WASHINGTON — A communication between President Donald Trump and a foreign leader prompted a whistleblower complaint that is now at the center of a dispute between the director of national intelligence and Congress, a source familiar with the case told CNN.
The concern was first revealed by The Washington Post, which reported that an official in the American intelligence community was so bothered by a “promise” Mr. Trump made to a foreign leader that the official filed a formal whistleblower complaint with the inspector general of the intelligence community, citing two former US officials familiar with the matter. CNN has not independently confirmed the detail about a “promise” made to the foreign leader.

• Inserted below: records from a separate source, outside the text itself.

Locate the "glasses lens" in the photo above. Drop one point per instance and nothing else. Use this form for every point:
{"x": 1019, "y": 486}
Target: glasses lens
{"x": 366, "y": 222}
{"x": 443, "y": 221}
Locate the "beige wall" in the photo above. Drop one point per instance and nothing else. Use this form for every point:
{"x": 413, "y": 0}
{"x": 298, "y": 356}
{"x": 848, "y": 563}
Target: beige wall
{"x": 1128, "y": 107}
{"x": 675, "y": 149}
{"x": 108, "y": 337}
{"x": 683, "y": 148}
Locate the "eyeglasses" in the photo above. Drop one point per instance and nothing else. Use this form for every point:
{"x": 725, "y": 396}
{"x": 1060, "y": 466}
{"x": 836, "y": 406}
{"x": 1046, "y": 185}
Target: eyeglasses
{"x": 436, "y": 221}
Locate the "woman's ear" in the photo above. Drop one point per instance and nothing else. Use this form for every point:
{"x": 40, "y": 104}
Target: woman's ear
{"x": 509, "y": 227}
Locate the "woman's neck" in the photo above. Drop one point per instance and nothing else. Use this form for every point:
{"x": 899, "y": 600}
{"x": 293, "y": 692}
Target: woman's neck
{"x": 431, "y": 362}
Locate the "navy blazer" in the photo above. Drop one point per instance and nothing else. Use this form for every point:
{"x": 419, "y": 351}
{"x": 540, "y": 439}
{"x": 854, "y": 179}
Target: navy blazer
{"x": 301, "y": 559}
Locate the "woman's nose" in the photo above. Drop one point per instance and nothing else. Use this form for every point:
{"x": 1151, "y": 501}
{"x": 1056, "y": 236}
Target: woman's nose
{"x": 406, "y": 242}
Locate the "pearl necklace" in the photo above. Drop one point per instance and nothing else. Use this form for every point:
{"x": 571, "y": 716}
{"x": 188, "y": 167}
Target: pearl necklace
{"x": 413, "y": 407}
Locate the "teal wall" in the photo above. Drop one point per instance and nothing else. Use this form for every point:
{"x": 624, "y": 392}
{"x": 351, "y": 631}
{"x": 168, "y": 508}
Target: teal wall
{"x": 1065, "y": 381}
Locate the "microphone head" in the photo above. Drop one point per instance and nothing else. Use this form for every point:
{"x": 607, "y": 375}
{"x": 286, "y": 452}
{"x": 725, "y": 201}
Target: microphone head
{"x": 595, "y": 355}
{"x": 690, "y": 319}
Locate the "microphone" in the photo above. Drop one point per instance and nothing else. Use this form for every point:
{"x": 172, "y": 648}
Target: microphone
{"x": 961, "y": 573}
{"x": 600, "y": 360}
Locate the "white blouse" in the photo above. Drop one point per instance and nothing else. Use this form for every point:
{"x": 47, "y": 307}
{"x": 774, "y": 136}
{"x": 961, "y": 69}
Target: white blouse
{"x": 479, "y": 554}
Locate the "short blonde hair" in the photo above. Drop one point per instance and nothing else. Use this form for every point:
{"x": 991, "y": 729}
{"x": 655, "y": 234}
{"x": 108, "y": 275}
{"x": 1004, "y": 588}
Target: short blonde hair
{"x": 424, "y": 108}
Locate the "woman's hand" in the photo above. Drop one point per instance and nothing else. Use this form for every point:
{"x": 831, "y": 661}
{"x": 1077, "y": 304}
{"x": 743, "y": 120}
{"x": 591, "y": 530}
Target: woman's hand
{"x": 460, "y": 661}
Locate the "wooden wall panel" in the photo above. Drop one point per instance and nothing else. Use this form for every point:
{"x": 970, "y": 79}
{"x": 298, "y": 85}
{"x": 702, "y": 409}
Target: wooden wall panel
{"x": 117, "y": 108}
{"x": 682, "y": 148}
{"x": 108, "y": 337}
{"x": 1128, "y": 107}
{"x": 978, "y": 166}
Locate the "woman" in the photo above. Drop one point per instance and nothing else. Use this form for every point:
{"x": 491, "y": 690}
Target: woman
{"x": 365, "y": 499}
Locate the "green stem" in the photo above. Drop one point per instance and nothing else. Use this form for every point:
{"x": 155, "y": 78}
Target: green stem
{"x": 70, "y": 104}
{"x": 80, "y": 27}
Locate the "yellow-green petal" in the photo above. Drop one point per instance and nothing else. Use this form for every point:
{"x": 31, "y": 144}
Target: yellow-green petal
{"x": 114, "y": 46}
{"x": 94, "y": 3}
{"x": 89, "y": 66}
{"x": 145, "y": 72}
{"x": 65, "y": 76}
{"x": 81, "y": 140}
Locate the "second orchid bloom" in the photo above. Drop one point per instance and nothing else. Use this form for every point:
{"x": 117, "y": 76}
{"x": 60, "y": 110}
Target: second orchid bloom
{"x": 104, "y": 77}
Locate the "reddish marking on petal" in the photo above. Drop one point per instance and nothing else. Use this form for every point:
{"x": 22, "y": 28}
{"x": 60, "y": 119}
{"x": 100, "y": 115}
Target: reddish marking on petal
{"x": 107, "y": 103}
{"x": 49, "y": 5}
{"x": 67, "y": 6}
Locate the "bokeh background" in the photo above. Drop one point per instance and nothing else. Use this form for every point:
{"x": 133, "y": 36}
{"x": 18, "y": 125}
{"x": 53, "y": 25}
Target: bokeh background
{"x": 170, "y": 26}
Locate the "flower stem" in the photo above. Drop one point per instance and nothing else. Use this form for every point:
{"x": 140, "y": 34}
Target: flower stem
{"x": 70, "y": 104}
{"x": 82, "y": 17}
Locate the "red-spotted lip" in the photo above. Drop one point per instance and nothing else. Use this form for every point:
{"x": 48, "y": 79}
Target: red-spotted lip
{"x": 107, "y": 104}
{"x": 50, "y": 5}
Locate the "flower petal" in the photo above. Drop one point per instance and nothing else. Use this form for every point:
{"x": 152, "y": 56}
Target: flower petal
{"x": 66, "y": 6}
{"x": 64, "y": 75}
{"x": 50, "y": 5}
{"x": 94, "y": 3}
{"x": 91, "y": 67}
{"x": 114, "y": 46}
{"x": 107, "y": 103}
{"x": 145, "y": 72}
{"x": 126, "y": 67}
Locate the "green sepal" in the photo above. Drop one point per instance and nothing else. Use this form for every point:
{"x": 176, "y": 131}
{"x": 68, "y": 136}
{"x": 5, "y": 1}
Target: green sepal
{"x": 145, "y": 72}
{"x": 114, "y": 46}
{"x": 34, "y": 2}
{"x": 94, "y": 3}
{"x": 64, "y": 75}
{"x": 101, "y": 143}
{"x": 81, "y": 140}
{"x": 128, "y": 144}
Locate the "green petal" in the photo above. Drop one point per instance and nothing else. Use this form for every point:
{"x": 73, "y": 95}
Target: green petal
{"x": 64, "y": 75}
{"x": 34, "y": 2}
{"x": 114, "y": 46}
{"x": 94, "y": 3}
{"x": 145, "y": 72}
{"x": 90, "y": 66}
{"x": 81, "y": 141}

The source who spoke to CNN would not disclose the foreign leader with whom President Trump was alleged to have spoken.
The Washington Post and The New York Times reported Thursday that at least part of the complaint involves Ukraine. The newspapers cited anonymous sources familiar with the matter.
The President dismissed the reporting on Thursday morning, asking if there is “anybody dumb enough to believe” it.
“Virtually anytime I speak on the phone to a foreign leader, I understand that there may be many people listening from various U.S. agencies, not to mention those from the other country itself. No problem!,” he tweeted.
“Knowing all of this, is anybody dumb enough to believe that I would say something inappropriate with a foreign leader while on such a potentially ‘heavily populated’ call. I would only do what is right anyway, and only do good for the USA!” Mr. Trump said.
The complaint has led to a standoff between Congress and acting Director of National Intelligence Joseph Maguire, who has refused to turn over the complaint to the House Intelligence Committee. Maguire has agreed to testify next week in an open session before the committee after refusing to comply with Tuesday’s deadline to hand over the whistleblower complaint, which had been deemed by the intelligence community inspector general to be “credible and urgent.”
Rep. Adam Schiff, D-Calif., the chairman of the House Intelligence Committee, said he was prepared to go to court to try to force the Trump administration to open up about the complaint.
“The inspector general has said this cannot wait,” said Schiff, describing the administration’s blockade as an unprecedented departure from law. “There’s an urgency here that I think the courts will recognize.”
Schiff said he, too, could not confirm whether newspaper reports were accurate because the administration was claiming executive privilege in withholding the complaint.